Does $\bigcup\emptyset$ equal $\bigcup\{\emptyset\}$? For any collection of sets $A = \{A_i\ : i \in I \}$, define
$$\bigcup A = \bigcup_{i \in I} A_i$$
Question: Is the following true?
$$\bigcup \emptyset = \bigcup \{\emptyset \}$$
The right-hand side, using the definition, is simply the empty set.  However, I'm not sure how I'm supposed to interpret the left - hand side.  I'm guessing the fact that the left-hand side is the empty set follows "vacuously", but I'm not too certain.
Can somebody help me understand?
 A: The union on the RHS is the empty set: if $x$ is in the union, then $x\in \emptyset$, a contradiction, thus there are no elements in the union.
The union on the LHS, as a union over an empty indexed collection of sets $\{A_i\}_{i\in I}$ with $I=\emptyset$ is also the empty set: if $x$ is in the union, then there must be some index $i\in I$ with $x\in A_i$. Since no such $i$ exists, there are no elements in the union. 
A: Recall that (by definition, see, for example, Wikipedia)
$$x\in\bigcup \mathcal S \Leftrightarrow (\exists S\in \mathcal S)x\in S$$
So $\bigcup\emptyset=\emptyset$, since for no element $x$ there exists $S\in\emptyset$ fulfilling $x\in S$. (Simply because there is no $S$ in $\emptyset$.)
A: The union $\bigcup\varnothing$ is empty vacuously (the union of no sets).
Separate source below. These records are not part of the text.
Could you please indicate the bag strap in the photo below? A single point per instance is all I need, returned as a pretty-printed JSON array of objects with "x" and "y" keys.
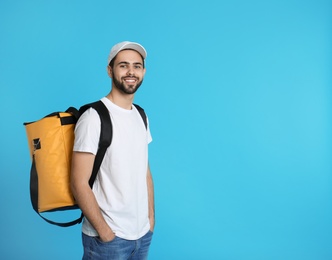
[
  {"x": 105, "y": 140},
  {"x": 143, "y": 115}
]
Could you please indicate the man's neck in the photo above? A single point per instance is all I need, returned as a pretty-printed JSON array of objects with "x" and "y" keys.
[{"x": 122, "y": 100}]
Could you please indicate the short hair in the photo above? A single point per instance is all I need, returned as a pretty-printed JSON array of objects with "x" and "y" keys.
[{"x": 111, "y": 64}]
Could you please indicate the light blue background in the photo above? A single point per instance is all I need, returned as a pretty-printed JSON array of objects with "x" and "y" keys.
[{"x": 239, "y": 98}]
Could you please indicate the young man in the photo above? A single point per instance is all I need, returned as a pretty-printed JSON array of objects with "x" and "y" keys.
[{"x": 119, "y": 210}]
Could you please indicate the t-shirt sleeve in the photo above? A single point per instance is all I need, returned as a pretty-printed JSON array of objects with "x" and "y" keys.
[{"x": 87, "y": 132}]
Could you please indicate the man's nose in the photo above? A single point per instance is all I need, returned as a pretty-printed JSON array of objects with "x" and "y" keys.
[{"x": 130, "y": 70}]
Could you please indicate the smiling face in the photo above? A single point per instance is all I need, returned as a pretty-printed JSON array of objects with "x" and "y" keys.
[{"x": 127, "y": 72}]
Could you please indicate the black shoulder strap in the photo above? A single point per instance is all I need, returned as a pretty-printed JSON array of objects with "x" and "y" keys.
[
  {"x": 105, "y": 138},
  {"x": 143, "y": 115}
]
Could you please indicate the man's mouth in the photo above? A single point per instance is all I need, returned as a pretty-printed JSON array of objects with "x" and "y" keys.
[{"x": 130, "y": 80}]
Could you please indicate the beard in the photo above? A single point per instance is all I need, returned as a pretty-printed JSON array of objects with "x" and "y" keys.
[{"x": 126, "y": 89}]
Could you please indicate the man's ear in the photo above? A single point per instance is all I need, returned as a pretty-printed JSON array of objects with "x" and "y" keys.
[{"x": 109, "y": 71}]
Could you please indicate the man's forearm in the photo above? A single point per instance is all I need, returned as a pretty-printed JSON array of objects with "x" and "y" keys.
[{"x": 151, "y": 199}]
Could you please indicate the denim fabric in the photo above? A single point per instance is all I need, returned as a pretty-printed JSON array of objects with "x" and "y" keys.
[{"x": 117, "y": 249}]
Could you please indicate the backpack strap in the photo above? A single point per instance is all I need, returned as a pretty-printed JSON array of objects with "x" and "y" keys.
[{"x": 105, "y": 138}]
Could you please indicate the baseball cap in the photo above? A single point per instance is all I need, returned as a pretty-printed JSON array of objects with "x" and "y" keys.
[{"x": 126, "y": 45}]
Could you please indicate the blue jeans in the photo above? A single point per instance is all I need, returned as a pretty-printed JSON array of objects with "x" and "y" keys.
[{"x": 117, "y": 249}]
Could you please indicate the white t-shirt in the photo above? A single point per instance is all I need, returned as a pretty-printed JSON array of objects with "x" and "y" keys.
[{"x": 120, "y": 187}]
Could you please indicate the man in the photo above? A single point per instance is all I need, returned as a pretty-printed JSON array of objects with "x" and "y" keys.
[{"x": 119, "y": 210}]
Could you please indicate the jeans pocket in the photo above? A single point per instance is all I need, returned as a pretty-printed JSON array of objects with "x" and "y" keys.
[{"x": 107, "y": 242}]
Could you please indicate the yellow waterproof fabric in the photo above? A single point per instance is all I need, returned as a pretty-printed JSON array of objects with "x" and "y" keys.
[{"x": 54, "y": 143}]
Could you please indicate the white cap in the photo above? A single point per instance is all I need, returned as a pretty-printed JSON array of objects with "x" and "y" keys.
[{"x": 126, "y": 45}]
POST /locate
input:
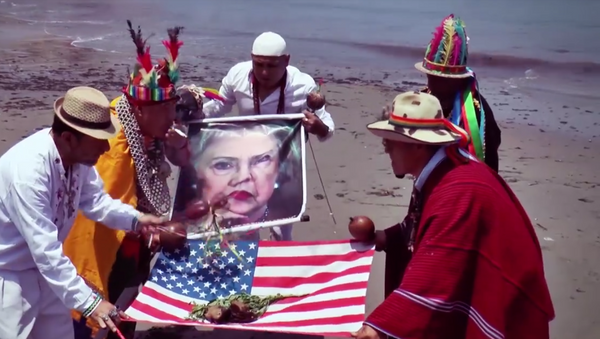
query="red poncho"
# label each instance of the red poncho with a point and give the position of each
(476, 271)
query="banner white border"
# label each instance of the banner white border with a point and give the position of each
(266, 224)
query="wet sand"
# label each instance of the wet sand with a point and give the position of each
(550, 156)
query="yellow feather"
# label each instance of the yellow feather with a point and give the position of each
(448, 41)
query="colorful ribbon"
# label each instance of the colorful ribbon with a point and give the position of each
(464, 114)
(430, 124)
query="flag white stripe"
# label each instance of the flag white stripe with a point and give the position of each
(311, 288)
(309, 271)
(333, 250)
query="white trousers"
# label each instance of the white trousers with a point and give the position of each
(29, 309)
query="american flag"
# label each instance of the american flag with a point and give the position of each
(332, 277)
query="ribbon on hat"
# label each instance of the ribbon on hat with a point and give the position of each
(463, 113)
(429, 124)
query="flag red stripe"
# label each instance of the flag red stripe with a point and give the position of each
(269, 243)
(335, 288)
(186, 306)
(320, 305)
(166, 299)
(156, 313)
(319, 278)
(316, 260)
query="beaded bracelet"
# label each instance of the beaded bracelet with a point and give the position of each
(93, 306)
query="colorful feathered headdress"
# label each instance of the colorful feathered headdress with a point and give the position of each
(447, 53)
(149, 82)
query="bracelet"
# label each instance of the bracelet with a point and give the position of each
(93, 306)
(135, 223)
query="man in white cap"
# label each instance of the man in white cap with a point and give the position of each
(46, 178)
(267, 84)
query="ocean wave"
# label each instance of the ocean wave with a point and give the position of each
(79, 40)
(485, 59)
(21, 5)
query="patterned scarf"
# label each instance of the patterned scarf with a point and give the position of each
(150, 165)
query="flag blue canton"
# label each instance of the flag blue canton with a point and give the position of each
(205, 271)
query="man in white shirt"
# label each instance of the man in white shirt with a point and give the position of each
(45, 179)
(267, 84)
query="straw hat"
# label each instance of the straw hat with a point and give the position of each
(417, 118)
(87, 110)
(446, 54)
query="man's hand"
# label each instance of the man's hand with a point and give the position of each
(149, 219)
(107, 315)
(175, 138)
(368, 332)
(147, 229)
(314, 125)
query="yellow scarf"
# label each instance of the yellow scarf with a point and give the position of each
(91, 246)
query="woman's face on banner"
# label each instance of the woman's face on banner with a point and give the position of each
(243, 167)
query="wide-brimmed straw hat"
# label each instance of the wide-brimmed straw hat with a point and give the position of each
(447, 53)
(87, 110)
(418, 118)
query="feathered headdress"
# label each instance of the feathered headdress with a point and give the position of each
(447, 53)
(150, 83)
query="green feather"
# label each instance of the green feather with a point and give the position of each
(460, 30)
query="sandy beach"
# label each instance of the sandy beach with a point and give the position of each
(550, 156)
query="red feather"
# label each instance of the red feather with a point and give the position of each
(438, 37)
(143, 52)
(173, 44)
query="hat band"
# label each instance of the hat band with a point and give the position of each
(84, 123)
(448, 69)
(140, 93)
(428, 124)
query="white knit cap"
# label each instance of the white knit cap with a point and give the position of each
(269, 44)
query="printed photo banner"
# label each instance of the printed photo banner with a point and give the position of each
(258, 162)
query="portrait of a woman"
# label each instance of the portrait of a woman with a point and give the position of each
(256, 165)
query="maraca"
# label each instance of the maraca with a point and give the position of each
(362, 228)
(172, 236)
(315, 100)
The union $\bigcup\{\varnothing\}$ is empty because $\bigcup\{x\}=x$, and in this case $x$ is the empty set.
So yes, they are equal.
Note that this is not a trait unique to the empty set. Take $\omega$ for example, the first infinite ordinal. $\omega$ has the property $\omega=\bigcup\omega$, so we also have $\bigcup\omega=\bigcup\{\omega\}$. The same is true for any limit ordinal.
A: $
\newcommand{\calc}{\begin{align} \quad &}
\newcommand{\calcop}[2]{\\ #1 \quad & \quad \text{"#2"} \\ \quad & }
\newcommand{\endcalc}{\end{align}}
$To expand on the other answers, here is a slightly more detailed proof that both sets are empty, but for different reasons.
For the first set, we calculate its members $\;x\;$ as follows:
$$\calc
x \in \bigcup \emptyset
\calcop{\equiv}{definition of $\;\bigcup\;$}
\langle \exists V : V \in \emptyset : x \in V \rangle
\calcop{\equiv}{definition of $\;\emptyset\;$}
\langle \exists V : \text{false} : x \in V \rangle
\calcop{\equiv}{logic: simplify}
\text{false}
\endcalc$$
For the second set, we similarly calculate for all $\;x\;$:
$$\calc
x \in \bigcup \{\emptyset\}
\calcop{\equiv}{definition of $\;\bigcup\;$}
\langle \exists V : V \in \{\emptyset\} : x \in V \rangle
\calcop{\equiv}{definition of $\;\{\ldots\}\;$}
\langle \exists V : V = \emptyset : x \in V \rangle
\calcop{\equiv}{logic: one-point rule}
x \in \emptyset
\calcop{\equiv}{definition of $\;\emptyset\;$}
\text{false}
\endcalc$$
Therefore both sets are empty, and therefore they are equal.